Mais en même temps, outre le fait que les intrigues sont très bien foutues (à part peut-être dans les derniers, qui ont l’air d’avoir été écrits sous acide), c’est ça qui fait l’intérêt de Patricia Cornwell : c’est une expérience de dépaysement idéologique extrême. Son héroïne, la célèbre Kay Scarpetta, est médecin-expert général de l’Etat de Virginie, c’est-à-dire qu’elle s’occupe des autopsies de toutes les victimes de mort violente ou suspecte, et qu’elle participe aux enquêtes de la police ou du FBI.
La suivre dans ses aventures, pour un lecteur européen, c’est très pittoresque. Elle est sans arrêt en train de pester contre les lois qui donnent plus de droits aux assassins qu’aux victimes, contre l’argent public qu’on dilapide pour dorloter les criminels en prison, contre les mouvements de droits civiques qui ralentissent le fichage génétique, etc. Quand elle fait l’éloge d’un de ses collaborateurs, un spécialiste des empreintes digitales, elle précise que grâce à lui, des dizaines de criminels ont déjà été envoyés à la chaise électrique.
On voit aussi, par exemple, un policier à qui un collègue demande une cigarette, et qui refuse dans ces termes choisis : « Eh, c’est pas la putain d’aide sociale, ici ! » Dans le dernier titre paru, quand la nièce de l’héroïne abat un horrible criminel, parce qu’évidemment on ne peut pas faire confiance à la justice laxiste pour lui réserver le sort qu’il mérite, elle se justifie en disant : « Il le fallait, nous n’avions pas d’autre solution. Ce n’est pas très différent de ce qu’ont fait les soldats en Irak, tu comprends ? »
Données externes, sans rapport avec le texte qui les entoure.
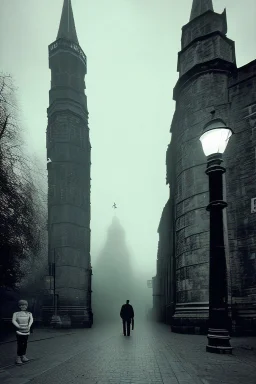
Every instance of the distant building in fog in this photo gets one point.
(113, 276)
(210, 86)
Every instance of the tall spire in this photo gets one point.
(199, 7)
(67, 29)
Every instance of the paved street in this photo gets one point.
(102, 355)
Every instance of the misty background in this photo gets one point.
(131, 48)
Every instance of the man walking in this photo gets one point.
(127, 315)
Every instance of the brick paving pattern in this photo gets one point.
(152, 354)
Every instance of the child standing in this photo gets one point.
(22, 321)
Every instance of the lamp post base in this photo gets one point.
(218, 341)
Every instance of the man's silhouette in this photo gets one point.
(127, 315)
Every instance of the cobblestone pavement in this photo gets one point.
(152, 354)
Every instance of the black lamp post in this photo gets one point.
(214, 141)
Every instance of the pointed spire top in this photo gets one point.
(199, 7)
(67, 29)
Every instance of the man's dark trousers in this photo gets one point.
(126, 326)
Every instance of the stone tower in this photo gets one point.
(210, 86)
(69, 163)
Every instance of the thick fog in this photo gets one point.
(132, 49)
(115, 280)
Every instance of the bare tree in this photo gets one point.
(22, 211)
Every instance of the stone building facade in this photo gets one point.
(69, 164)
(210, 86)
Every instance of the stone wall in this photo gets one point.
(241, 188)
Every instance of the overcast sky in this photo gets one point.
(131, 48)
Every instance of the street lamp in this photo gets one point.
(214, 141)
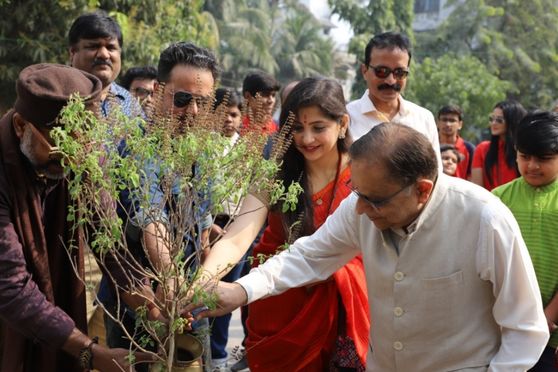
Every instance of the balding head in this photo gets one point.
(406, 154)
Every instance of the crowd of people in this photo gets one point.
(414, 250)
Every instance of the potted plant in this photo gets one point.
(168, 171)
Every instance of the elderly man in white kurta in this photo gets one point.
(450, 282)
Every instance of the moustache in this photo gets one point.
(100, 62)
(396, 87)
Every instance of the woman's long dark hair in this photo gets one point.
(513, 113)
(327, 95)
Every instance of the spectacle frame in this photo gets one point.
(377, 204)
(383, 72)
(496, 119)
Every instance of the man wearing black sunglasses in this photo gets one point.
(186, 75)
(385, 68)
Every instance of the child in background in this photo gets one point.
(533, 200)
(231, 126)
(450, 159)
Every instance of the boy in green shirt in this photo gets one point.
(533, 200)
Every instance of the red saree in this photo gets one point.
(297, 330)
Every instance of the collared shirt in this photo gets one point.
(536, 212)
(123, 99)
(365, 116)
(437, 303)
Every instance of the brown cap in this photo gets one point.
(44, 89)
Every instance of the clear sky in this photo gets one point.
(343, 33)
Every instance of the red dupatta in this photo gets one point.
(297, 330)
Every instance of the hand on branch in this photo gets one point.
(229, 297)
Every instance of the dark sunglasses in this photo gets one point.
(383, 72)
(142, 92)
(183, 99)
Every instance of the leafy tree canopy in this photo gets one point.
(459, 80)
(516, 40)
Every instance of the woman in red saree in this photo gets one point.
(323, 326)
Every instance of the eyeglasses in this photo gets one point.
(142, 92)
(183, 99)
(383, 72)
(445, 119)
(376, 204)
(496, 119)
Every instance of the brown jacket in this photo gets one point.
(41, 298)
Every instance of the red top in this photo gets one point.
(296, 330)
(501, 172)
(463, 165)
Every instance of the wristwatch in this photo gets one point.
(86, 355)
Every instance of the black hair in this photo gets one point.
(406, 153)
(451, 109)
(259, 82)
(189, 54)
(327, 95)
(133, 73)
(537, 134)
(513, 113)
(230, 96)
(94, 25)
(387, 40)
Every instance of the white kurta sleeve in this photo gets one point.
(309, 259)
(503, 259)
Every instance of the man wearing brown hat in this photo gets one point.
(42, 302)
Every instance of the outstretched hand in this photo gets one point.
(116, 360)
(229, 297)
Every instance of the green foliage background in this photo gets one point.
(486, 50)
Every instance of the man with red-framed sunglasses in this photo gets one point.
(385, 69)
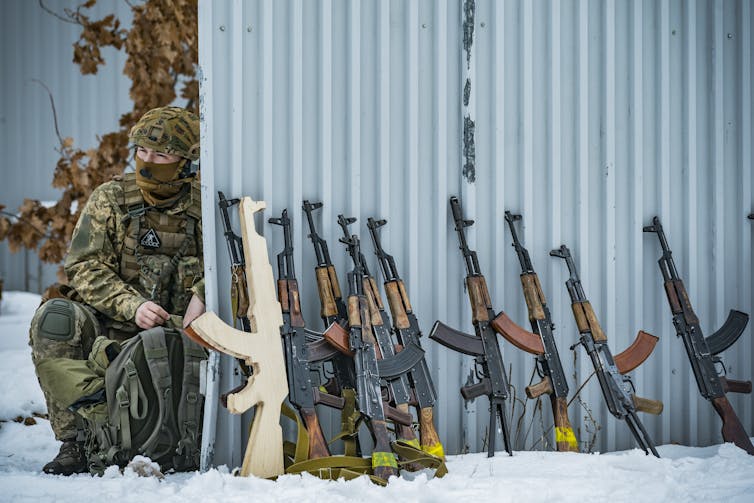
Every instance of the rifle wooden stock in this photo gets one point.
(239, 290)
(397, 416)
(539, 389)
(636, 353)
(373, 302)
(586, 320)
(430, 440)
(191, 334)
(483, 387)
(733, 386)
(337, 336)
(479, 297)
(649, 406)
(733, 430)
(290, 301)
(565, 439)
(326, 289)
(403, 431)
(317, 443)
(522, 339)
(533, 296)
(396, 301)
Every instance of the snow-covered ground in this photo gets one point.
(717, 473)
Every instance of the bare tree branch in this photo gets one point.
(52, 12)
(54, 112)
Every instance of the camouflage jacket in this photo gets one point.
(110, 267)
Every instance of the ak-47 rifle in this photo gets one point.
(368, 389)
(238, 290)
(540, 343)
(493, 381)
(406, 328)
(702, 352)
(617, 388)
(333, 309)
(336, 317)
(301, 356)
(398, 386)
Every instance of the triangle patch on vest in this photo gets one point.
(150, 240)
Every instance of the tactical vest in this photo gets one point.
(161, 255)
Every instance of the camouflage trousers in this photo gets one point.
(62, 328)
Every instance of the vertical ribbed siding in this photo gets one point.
(37, 45)
(590, 118)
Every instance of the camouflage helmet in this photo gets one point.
(170, 130)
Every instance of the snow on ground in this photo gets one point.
(716, 473)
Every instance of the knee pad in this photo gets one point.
(56, 320)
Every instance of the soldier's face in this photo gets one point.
(149, 155)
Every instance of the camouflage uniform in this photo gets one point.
(123, 253)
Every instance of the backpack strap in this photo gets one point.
(190, 405)
(157, 358)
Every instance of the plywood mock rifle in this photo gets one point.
(483, 346)
(260, 349)
(617, 387)
(406, 328)
(541, 343)
(703, 351)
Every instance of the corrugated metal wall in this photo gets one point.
(589, 118)
(36, 45)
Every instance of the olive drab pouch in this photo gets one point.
(154, 407)
(136, 397)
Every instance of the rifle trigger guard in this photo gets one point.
(401, 362)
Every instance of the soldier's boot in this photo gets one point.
(71, 459)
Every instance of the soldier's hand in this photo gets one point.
(194, 309)
(150, 315)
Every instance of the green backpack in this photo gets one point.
(148, 402)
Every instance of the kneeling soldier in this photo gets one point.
(135, 261)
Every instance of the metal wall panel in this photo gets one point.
(589, 118)
(36, 45)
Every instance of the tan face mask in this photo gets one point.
(159, 183)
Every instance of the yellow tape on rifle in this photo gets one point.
(384, 459)
(566, 435)
(435, 449)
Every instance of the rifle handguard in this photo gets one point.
(472, 391)
(636, 353)
(586, 320)
(522, 339)
(539, 389)
(733, 386)
(396, 303)
(456, 340)
(646, 405)
(325, 289)
(191, 334)
(321, 398)
(337, 336)
(479, 297)
(533, 296)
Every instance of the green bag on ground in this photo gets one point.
(141, 397)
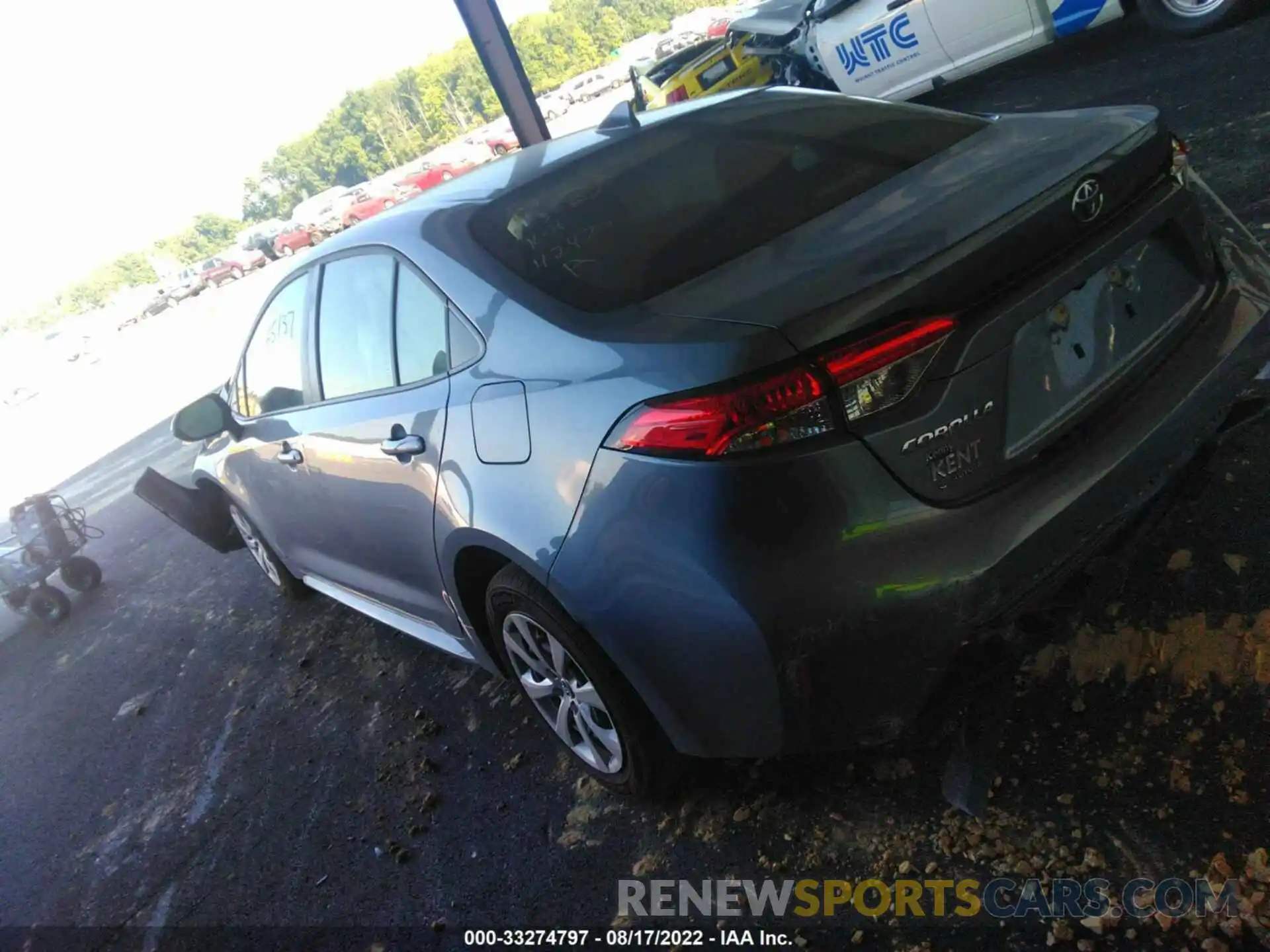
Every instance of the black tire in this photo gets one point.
(48, 604)
(648, 762)
(80, 574)
(1159, 16)
(271, 567)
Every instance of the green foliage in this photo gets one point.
(205, 238)
(388, 125)
(398, 120)
(95, 290)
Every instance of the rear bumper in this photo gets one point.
(762, 608)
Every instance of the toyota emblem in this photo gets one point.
(1087, 201)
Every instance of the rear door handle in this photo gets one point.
(405, 446)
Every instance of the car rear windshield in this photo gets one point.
(668, 202)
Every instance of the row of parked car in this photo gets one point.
(316, 220)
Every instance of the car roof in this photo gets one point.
(432, 227)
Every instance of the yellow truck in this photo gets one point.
(710, 66)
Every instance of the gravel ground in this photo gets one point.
(190, 750)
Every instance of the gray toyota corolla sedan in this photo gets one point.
(726, 430)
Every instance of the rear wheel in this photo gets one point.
(80, 573)
(578, 692)
(48, 604)
(270, 564)
(1191, 17)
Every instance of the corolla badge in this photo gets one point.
(948, 428)
(1087, 201)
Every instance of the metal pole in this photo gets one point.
(505, 69)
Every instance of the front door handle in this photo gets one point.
(409, 444)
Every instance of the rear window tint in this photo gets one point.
(668, 202)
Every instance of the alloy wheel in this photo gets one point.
(255, 546)
(1191, 8)
(563, 694)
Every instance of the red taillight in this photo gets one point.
(882, 370)
(773, 412)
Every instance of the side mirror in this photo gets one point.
(206, 418)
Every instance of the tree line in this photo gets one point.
(386, 125)
(423, 107)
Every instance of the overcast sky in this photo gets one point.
(122, 120)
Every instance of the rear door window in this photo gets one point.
(355, 325)
(686, 194)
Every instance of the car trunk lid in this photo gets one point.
(1058, 243)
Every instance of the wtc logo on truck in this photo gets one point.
(876, 42)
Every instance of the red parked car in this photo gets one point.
(431, 175)
(292, 239)
(502, 143)
(367, 206)
(214, 270)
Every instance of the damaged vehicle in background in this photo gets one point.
(785, 407)
(710, 66)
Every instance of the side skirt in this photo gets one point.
(407, 623)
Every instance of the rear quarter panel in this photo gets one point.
(578, 381)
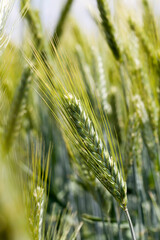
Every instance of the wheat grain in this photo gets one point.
(94, 152)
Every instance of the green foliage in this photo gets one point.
(81, 127)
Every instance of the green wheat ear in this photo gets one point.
(94, 152)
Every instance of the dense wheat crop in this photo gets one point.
(80, 125)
Sinon, bien sûr, Kay Scarpetta est assez bigote (il faut dire que Patricia Cornwell a été élevée par le télévangéliste Billy Graham et sa femme), et elle considère qu’elle est en lutte contre les forces du mal. Elle a toute une collection d’armes à feu, et sa maison est une forteresse. Vu le métier qu’elle exerce, évidemment, et tous les tueurs psychopathes qu’elle a aux trousses, ça se comprend ; sauf que, visiblement, elle considère que tout le monde devrait être aussi parano qu’elle - et d’ailleurs, un grand nombre d’Américains le sont. Par exemple, quand les enfants récoltent des bonbons, à Halloween, elle préconise de les passer au détecteur de métaux, au cas où une lame de rasoir serait dissimulée à l’intérieur.
Il y a aussi un passage où elle part au travail le matin, et elle décrit le paysage qu’elle voit par les vitres de sa voiture : les jardins en fleur, les voisins qui promènent leur chien ou qui font leur jogging... Et elle dit quelque chose comme : « Tout avait l’air normal, mais moi, je savais que tout ça n’était qu’une illusion, et qu’en fait les criminels étaient là, partout, tapis dans l’ombre, et que je réceptionnerais bientôt les cadavres de leurs victimes à la morgue. »
En fait, c’est ça, la révélation qu’on a en lisant Patricia Cornwell : la vision du monde de l’Américain moyen, c’est une vision du monde de médecin-légiste.